In article <9gnfhs$a5311$[EMAIL PROTECTED]>, Rolf Krahl
<[EMAIL PROTECTED]> wrote:

> In article <[EMAIL PROTECTED]>,
>         Chuck Simmons <[EMAIL PROTECTED]> writes:
> > 
> > RFC1036 states that to conform to RFC822, a message-ID must contain the
> > host domain where the message entered the network. This does not suggest
> > server generation but rather client generation. RFC1036 otherwise does
> > not state whether message-ID's should be client or server generated.
> 
> Yes and the domain the message entered the network is _not_ yahoo.com
> or gmx.net.  Thus the message id may not use any of these domain
> names.  IMHO, it was acceptable nonetheless with the explicit consent
> of the owner of the name space, but that is usually not the case for
> mozilla's message ids.  At least, i have certainly no permission by
> GMX to generate message ids within the domain gmx.net.

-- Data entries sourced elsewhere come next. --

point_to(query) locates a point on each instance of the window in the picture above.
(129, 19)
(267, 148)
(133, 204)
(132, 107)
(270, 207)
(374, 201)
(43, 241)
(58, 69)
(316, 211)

If you have an email address in that name space, then you have implicit
permission to create both mail and news message-id's in that name space
(it's part of the package).

If you're munging the From header, then bogus message-id's are the
least of your problems.

-snip-
> Yes, but this doesn't matter, as long as the server that generates the
> message id is allowed to do so and guarantees uniqueness within the
> name space it uses.  There is no need for having the message ids in
> the name space of the hostname that the user used to contact the
> server.

Having the client generate the message-id has advantages that far out
weigh any supposed loss of "guaranteed" uniqueness.